The act-up Berrigans, Fr. Dan and Fr. Phil, were irritating as hell, really. The eventually p.o'd about everybody, especially their own radical allies. A sometimes interesting poet, Dan was the aesthete and the brooder, Phil the charismatic doer, pushing the edge. Dan's many books almost always lie in the DMZ between propaganda and art, as does this short play for performance. Such DMZs were trademark of the era: non-fiction "novels", street theatre, etc. Most long gone with the wind -- justifiably. Including likely 90% of the Berrigans' antics, ludicrous politics and bogus theology by the dumpster full.

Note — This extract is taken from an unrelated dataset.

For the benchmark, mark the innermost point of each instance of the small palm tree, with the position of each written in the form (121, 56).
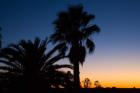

But guess what? Take a look. Dan ran the race, so to speak. His life ethic was consistent -- denouncing abortion, ministering to dying AIDs patients, giving Israel no comfort for its war machine, either. Indeed of left wing Catholic activists and troublemakers, he is about alone in this consistency as to the so-called "seamless garment" theology. So what, then, about certain perishable opinions relating mostly to the secular sphere, personality issues, and the aesthetics of the Berrigans' essential message about man's new monstrous potential for worldwide destruction. Does God have good taste, like Charley Tuna? Or does He even taste good? John of the Apocalypse didn't find Him so . . . something about bitter in the belly, if you may recall. And they didn't like Jonas either.
This document, taken from the trial transcripts about why 9 Catholic anti-Vietnam war activists burned draft documents and went to jail, is as close to art as Dan ever got. It will do. The 9 speak for themselves, like them or not. It retains freshness, with all odds heavily stacked against it.
It doesn't take much to last, John Berryman observed 50 years after Stephen Crane's death. The Red Badge was enough. So I suspect is this.